5. – Ce que le juge ne peut pas faire

  • Se saisir lui-même (article 1er CPC).

    • Y compris, en ce qui concerne le droit des entreprises en difficultés.

  • Changer l’objet du litige (article 4 CPC) (Cassation Chambre commerciale du 13/01/1981 n° 79-11339).

    • Il apparaît ainsi que c’est généralement afin de venir au secours de l’une ou l’autre des parties, que le juge méconnait le principe de l’indisponibilité de l’objet. C’est le demandeur qui omet de réclamer tout ce à quoi il a droit, et que le juge corrige. C’est le défendeur qui organise mal sa défense et s’abstient, par exemple, de formuler une demande reconventionnelle que les circonstances semblent pourtant imposer.  

  • Fonder sa décision sur des faits hors débat (article 7 CPC).

    • Viole l’article 7 du CPC, le juge qui fonde sa décision sur des faits qu’une partie n’avait pas invoqués dans ses conclusions mais seulement dans une note en délibéré, dont il ne résulte d’aucun élément de la procédure ou du jugement qu’elle ait été communiquée à l’adversaire, et alors que les faits ne pouvaient être considérés comme étant dans le débat.

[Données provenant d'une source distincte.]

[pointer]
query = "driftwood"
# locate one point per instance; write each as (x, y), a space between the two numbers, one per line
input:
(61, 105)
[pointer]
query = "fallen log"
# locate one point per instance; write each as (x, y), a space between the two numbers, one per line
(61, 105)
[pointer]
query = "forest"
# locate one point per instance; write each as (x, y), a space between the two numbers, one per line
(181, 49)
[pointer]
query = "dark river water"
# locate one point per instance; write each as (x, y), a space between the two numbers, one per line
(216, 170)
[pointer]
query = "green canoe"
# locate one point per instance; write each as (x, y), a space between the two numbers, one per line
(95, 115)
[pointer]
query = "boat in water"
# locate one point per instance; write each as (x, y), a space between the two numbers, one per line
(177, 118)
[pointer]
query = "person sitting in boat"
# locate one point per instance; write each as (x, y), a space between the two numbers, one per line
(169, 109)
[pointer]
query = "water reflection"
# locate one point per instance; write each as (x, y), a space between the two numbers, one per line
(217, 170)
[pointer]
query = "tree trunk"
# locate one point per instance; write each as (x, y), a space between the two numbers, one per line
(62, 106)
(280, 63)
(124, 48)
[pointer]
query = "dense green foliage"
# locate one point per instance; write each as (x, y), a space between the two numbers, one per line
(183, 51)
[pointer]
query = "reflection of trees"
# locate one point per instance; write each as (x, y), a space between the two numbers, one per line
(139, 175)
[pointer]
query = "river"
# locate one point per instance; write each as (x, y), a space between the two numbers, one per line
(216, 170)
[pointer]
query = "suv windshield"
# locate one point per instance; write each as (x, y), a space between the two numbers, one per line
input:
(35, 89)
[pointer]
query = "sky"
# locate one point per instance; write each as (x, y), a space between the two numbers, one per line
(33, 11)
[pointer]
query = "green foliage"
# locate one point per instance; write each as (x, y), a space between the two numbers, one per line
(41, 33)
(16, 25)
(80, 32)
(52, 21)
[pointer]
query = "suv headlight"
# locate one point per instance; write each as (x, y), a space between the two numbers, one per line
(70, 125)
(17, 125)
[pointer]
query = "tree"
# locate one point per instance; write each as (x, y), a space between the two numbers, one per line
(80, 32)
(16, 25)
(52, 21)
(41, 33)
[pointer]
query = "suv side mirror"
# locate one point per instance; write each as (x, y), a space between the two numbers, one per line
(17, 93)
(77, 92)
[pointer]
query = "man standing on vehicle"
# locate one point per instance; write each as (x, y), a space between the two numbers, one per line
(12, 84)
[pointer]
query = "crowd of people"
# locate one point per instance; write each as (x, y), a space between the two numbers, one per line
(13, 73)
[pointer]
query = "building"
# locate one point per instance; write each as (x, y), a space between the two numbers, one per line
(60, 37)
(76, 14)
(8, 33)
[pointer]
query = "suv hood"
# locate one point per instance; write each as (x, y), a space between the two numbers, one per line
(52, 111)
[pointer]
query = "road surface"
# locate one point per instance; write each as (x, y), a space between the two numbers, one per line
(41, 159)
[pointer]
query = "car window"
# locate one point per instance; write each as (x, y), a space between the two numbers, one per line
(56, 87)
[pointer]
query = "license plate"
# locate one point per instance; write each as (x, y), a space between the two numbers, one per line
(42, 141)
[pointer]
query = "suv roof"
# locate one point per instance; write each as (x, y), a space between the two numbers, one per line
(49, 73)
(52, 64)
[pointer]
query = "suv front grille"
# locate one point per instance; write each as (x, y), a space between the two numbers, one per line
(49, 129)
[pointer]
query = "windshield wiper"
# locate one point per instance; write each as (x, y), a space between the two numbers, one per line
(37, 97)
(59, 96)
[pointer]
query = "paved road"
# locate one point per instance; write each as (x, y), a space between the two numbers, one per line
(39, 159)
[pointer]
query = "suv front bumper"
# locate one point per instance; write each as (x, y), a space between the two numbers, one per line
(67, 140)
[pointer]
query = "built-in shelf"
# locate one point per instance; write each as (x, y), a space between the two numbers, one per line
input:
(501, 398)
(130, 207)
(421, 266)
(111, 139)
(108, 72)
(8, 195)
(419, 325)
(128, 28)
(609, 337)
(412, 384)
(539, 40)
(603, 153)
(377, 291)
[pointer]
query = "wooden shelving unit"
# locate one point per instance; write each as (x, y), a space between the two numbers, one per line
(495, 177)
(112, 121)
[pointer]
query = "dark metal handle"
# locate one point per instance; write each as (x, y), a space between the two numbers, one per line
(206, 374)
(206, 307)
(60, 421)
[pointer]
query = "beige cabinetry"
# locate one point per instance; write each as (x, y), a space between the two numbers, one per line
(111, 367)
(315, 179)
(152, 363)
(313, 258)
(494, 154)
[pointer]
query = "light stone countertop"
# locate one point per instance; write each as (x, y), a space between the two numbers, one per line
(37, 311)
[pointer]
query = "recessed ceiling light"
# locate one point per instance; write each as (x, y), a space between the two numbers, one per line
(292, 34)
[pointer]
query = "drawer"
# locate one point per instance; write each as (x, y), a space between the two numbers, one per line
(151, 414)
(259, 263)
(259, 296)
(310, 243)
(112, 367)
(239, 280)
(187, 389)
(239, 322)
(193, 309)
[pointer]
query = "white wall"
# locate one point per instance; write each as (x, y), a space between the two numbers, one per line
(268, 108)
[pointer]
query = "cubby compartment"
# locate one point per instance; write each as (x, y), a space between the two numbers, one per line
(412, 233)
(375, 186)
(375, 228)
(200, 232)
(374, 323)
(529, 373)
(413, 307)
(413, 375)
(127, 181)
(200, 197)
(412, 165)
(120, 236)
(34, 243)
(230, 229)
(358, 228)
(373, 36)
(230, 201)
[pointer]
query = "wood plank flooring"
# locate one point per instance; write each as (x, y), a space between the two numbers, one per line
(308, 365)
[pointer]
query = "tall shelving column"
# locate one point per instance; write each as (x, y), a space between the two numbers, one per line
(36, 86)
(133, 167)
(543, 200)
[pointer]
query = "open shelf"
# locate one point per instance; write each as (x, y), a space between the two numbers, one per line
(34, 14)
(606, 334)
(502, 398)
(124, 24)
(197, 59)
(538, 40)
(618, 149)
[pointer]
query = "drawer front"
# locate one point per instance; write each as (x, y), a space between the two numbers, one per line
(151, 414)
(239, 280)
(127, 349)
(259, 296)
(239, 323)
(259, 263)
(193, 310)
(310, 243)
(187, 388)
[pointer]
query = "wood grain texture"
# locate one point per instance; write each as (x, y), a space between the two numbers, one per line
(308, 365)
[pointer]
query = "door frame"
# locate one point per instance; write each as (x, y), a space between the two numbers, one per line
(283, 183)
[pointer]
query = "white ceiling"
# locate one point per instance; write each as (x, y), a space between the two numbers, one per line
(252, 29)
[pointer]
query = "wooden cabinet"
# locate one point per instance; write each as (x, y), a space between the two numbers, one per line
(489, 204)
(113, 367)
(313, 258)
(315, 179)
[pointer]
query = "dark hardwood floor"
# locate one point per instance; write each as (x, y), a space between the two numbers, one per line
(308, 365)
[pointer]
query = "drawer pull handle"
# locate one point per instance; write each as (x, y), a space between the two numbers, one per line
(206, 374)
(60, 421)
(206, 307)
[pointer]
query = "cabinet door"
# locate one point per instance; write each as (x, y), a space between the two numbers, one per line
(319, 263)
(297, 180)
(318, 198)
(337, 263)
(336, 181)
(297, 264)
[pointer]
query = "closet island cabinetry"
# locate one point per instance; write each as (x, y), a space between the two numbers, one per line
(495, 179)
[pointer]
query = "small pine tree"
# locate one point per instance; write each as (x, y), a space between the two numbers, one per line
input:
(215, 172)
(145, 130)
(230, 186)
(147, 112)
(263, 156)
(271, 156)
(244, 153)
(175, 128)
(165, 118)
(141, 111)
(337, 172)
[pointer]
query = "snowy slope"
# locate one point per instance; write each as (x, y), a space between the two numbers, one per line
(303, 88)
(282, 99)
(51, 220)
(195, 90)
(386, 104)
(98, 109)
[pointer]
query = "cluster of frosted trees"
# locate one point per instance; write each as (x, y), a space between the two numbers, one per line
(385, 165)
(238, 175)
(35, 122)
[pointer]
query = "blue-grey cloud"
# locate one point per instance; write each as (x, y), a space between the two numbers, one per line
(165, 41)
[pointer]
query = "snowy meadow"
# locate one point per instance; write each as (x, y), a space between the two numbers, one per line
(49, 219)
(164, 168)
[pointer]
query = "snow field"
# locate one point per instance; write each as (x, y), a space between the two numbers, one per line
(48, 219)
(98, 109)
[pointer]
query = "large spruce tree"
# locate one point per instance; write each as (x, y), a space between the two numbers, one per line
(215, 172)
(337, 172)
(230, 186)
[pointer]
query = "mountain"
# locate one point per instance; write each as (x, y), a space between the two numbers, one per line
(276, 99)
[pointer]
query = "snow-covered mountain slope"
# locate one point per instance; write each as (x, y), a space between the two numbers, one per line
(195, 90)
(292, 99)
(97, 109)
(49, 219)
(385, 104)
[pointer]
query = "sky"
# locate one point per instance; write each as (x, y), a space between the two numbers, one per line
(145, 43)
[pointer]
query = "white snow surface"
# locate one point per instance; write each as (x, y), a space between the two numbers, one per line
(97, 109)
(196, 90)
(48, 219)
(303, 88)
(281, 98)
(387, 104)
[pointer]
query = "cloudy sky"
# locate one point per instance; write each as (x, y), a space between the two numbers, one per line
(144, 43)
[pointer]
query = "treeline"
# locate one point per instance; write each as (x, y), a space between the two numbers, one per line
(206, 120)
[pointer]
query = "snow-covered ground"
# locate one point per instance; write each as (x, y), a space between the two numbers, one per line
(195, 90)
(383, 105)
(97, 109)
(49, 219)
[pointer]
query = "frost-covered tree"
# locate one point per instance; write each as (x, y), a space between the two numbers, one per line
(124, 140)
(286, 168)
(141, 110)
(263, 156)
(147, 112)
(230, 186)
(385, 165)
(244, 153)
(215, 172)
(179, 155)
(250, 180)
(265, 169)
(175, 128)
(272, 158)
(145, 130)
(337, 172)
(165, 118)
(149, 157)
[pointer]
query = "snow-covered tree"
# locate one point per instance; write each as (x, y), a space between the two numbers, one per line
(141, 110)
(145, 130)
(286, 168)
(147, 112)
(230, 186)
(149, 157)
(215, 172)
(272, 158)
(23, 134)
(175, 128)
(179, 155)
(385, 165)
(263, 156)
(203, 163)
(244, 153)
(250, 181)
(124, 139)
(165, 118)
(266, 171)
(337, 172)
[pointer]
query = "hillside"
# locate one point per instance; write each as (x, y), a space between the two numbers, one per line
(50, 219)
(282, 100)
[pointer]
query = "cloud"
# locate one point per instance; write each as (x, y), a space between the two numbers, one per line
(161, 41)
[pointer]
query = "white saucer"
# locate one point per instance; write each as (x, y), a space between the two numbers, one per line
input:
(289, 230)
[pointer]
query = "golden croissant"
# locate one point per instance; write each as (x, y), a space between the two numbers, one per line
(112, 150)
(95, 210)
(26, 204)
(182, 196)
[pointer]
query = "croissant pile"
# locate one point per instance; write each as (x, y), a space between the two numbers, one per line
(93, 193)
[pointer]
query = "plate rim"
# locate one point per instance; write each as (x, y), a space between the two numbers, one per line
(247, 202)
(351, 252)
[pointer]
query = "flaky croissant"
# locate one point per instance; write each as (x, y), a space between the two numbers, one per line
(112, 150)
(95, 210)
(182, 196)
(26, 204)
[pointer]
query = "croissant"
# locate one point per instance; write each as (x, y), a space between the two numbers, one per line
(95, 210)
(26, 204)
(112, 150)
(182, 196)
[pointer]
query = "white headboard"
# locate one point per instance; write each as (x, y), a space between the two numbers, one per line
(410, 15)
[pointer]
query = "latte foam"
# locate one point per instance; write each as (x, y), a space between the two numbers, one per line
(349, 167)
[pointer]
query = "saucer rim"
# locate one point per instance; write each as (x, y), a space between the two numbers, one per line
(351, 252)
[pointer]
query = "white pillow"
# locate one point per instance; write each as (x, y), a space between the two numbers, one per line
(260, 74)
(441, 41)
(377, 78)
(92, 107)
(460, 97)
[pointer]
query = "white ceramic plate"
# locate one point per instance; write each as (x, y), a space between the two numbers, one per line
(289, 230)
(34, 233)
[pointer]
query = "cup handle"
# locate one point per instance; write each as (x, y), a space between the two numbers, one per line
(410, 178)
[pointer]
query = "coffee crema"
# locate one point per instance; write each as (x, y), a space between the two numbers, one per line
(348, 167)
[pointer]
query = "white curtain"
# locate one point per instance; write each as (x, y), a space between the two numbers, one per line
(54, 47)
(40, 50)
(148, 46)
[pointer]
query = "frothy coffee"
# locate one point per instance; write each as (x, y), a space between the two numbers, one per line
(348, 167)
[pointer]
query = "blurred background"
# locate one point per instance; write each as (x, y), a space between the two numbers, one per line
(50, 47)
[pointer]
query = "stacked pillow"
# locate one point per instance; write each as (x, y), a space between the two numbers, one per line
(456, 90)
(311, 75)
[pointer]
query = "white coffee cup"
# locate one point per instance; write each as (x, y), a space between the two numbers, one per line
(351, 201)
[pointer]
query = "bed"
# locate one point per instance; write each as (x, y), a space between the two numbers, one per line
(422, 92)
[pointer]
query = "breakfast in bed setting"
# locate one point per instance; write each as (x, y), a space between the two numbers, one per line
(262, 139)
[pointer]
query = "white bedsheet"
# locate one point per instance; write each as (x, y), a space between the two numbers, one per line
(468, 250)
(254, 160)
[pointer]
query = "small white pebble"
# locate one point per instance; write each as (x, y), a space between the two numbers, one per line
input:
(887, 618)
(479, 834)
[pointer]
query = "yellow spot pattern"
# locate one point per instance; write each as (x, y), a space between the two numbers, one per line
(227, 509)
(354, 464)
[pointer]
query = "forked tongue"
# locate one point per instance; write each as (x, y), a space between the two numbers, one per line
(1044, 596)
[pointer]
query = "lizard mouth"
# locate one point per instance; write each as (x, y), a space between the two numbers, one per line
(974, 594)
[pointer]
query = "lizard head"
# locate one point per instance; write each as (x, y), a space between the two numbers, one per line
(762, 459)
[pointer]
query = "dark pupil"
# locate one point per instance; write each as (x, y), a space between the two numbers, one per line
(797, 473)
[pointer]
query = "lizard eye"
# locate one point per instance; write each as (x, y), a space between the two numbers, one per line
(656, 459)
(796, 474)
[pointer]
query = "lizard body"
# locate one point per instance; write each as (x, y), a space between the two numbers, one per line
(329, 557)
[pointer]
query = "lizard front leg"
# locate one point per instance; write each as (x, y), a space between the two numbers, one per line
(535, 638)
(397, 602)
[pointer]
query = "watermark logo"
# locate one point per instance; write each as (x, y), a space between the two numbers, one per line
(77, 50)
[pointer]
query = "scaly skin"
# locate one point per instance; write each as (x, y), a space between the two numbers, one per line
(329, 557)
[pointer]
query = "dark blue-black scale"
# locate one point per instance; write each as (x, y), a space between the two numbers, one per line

  • Fonder sa décision sur des moyens de droit relevés d’office sans inviter préalablement les parties à présenter leurs observations (article 16, al.3 CPC) (Cassation Chambre civile 1 du 27/06/2006 n° 05-16905).

  • Relever d’office les exceptions de connexité (article 101 CPC) et de nullité pour vice de forme (article 114 CPC).

    • Par contre, le juge doit relevé d’office l’exception de litispendance (article 100 du CPC).

  • Soulever la prescription extinctive (article 2247 Code Civil).

  • Relever la péremption d’instance (article 388 du CPC).